9. The association does not challenge ERB's ruling that the district's refusal to accept the association's offer to reimburse the district for the costs of its members' fringe benefit premiums did not violate ORS 243.672(1)(a). Hence, we do not address that issue.
10. ERB found that, before the strike, the district used two methods of calculating health insurance premium costs for teachers who were in unpaid status for some portion of the pay period: The first, as established by the three examples in the record, required teachers to pay the cost of an entire month's premium if they were in unpaid status for one-half or more of the days; the second, as established by the “negative inference” that ERB derived from the district's failure to comply with the subpoena, see ––– Or.App. at –––– (slip op at 4–5), prorated premium costs and required teachers to pay a portion of the costs based on the number of days they were in unpaid status. The negative inference, of course, would have different implications under a proper characterization of the association's claim.
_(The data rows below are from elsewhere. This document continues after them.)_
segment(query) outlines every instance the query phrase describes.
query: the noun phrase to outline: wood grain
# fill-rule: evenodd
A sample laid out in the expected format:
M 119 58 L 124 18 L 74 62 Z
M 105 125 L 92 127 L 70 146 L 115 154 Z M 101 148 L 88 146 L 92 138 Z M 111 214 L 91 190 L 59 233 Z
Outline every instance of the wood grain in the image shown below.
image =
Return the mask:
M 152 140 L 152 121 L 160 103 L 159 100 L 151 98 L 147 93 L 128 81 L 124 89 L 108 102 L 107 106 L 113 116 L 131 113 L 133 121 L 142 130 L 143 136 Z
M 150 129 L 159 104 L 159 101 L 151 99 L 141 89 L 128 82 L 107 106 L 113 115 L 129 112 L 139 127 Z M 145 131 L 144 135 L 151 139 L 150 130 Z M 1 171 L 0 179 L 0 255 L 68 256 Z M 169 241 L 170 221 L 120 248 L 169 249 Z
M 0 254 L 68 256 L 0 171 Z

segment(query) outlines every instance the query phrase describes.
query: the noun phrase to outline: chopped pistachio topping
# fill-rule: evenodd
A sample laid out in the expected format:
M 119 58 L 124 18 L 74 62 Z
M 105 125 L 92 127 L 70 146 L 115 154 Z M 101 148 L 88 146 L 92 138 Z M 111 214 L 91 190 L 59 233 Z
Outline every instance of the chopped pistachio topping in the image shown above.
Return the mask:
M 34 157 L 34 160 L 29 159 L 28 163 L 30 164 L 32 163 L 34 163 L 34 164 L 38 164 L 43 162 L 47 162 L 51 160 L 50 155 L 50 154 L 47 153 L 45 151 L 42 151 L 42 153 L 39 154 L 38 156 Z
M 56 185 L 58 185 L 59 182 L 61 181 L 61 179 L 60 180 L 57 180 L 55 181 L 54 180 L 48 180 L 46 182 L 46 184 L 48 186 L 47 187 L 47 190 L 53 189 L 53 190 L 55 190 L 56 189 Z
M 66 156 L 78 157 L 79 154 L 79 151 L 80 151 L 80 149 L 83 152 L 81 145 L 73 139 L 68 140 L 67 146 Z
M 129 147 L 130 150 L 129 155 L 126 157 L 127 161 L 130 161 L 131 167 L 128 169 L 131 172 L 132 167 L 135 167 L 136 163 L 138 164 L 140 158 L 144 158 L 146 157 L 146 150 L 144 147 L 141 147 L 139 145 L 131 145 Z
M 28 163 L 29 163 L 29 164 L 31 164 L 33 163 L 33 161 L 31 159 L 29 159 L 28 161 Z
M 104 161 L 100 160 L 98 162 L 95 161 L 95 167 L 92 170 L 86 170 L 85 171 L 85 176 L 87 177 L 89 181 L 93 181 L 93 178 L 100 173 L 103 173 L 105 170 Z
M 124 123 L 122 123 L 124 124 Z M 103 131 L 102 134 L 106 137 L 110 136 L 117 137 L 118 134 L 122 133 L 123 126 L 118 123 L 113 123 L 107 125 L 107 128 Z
11. ERB first found that there necessarily was no derivative violation of the “in” prong of the statute because of its previous finding that the “because of” prong was not violated. See OPEU and Termine v. Malhuer County, 10 PECBR 514, 521 (1988) (“Employer discrimination which is caused by an employee's union activity will inevitably have the effect of interfering with the employee's exercise of protected rights.” (Emphasis in original.)). ERB also found no independent violation of the “in” prong, stating only, “As we have discussed above, a lawful employer action does not have the natural and probable effect of discouraging bargaining unit members from exercising their PECBAprotected rights.” (Emphasis added.) ERB, however, did not analyze the lawfulness of the specific action challenged by the association—that is, deducting any amount of fringe benefit payments from employees' paychecks.
12. The association did not challenge ERB's ruling with respect to the district's refusal of its offer of reimbursement for the costs of the insurance premiums in its assignment of error and made no argument concerning that error in its opening brief; rather the issue was first presented in its reply brief. Thus, we do not consider it. Clinical Research Institute v. Kemper Ins. Co., 191 Or.App. 595, 608, 84 P3d 147 (2004) (“We generally will not consider a basis as to why the trial court erred that was not assigned as error in the opening brief but was raised for the first time by way of reply brief.” (citing Ailes v. Portland Meadows, Inc., 312 Or 376, 380–81, 823 P.2d 956 (1991); ORAP 5.45(1))).